Early Elton
John Conte (bass and vocals)

John has been an in demand bassist for studio work in NYC and Live touring for the past 2 decades. He has released 3 independent records of his own with his bands "The Contes" and "Crown Jewels",  the latter of which was voted one of the top unsigned bands in the USA by Musician Magazine in 1998. John was also a member of Mercury/Polygram recording artrists "Company of Wolves", releasing  a Billboard 200 rock album in 1990.

Current projects include: Southside Johnny & the Asbury Jukes, Ben Neil's XIX, chiildren's Rock and Roll band "Leo's Mom", Prisoners of 2nd Avenue and the singer/songwriter Danielle Evin (Vapor Records).

Other Artists that John has recorded or performed with include:

Marc Cohn
Rosanne Cash
Levon Helm
Joan Osborne
Peter Wolf
Ian Hunter
Phoebe Snow
Johnnie Johnson
Rachael Yamagata
David Bowie
Jon Bon Jovi
John Waite
Billy Joel
Simon Kirke (Bad Co.)


 
www.johncontebass.com
 
www.prisonersof2ndavenue.com
 
www.leosmom.com
 
www.thecontes.com
 
john@earlyeltontrio.com


Two questions for John on the music of Early Elton:

What led you to want to play the music of Early Elton in with this particular group?

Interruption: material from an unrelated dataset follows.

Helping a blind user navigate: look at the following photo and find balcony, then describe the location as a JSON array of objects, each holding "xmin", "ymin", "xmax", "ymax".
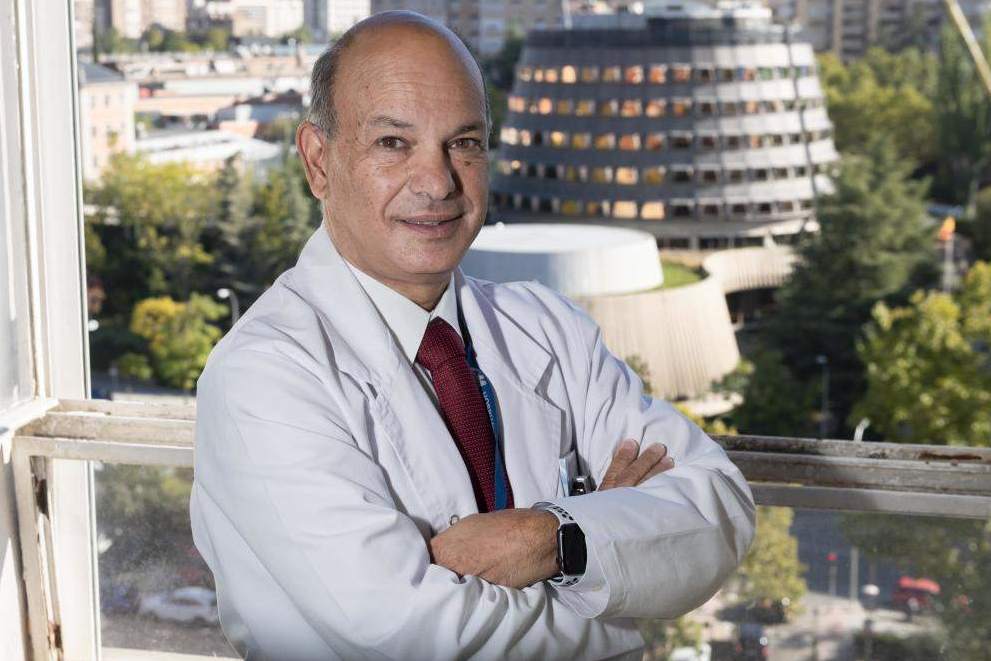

Well, in Elton's early days of touring, the band was strictly a trio made up of Elton, Dee Murray &Nigel Olsson. They were doing something that, to my knowledge, nobody else was doing—or at the very least, no one else was getting attention for doing—and that was rocking out in a trio without a guitarist! That basic trio was not lacking musically in any way—solid, exciting, dynamic, great songwriting plus interesting interplay and improvisation between all the cats…and they all sang well.

Having spent the better part of my musical career playing in standard guitar/bass/drums trios—a departure from that setup is welcoming to me.  In this band, I am excited about the different creative possibilities that I own as the only fretted insrument!


What about the music of Early Elton John attracts you?

When I first heard the Live "11-17-70 " album 20 something years ago, it smacked me right in the face of just how steeped in American Blues, Soul & Gospel music that Elton and his band were. As a bassist, I've always tried to channel the spirit and feeling of the players on those old Soul and R & B records from the 60's and 70's—that stuff is very close to my heart.

Dee Murray's bass playing was always supportive—but not strictly invisible—he was melodic, colorful or slippery just at the right moment . It's astonishing how much sound they made for a trio on those live performances from that Early '70's era and the scope of musical landscapes they could travel over—barrelhouse Rock n' Roll, Stones-ey swagger, Brian Wilson-esque Pop, Gospel, Soul, Country twang, moody ballads—but it all works, like combining many colors to paint one picture.

Generally, Elton's first 3 or 4 records are more rootsy—simple, stripped down and compared to the records that he would later make, there is a significant absence of slick studio production, synthesizers or gimmicks—leaving the listener touched by the melody, lyrics and performances.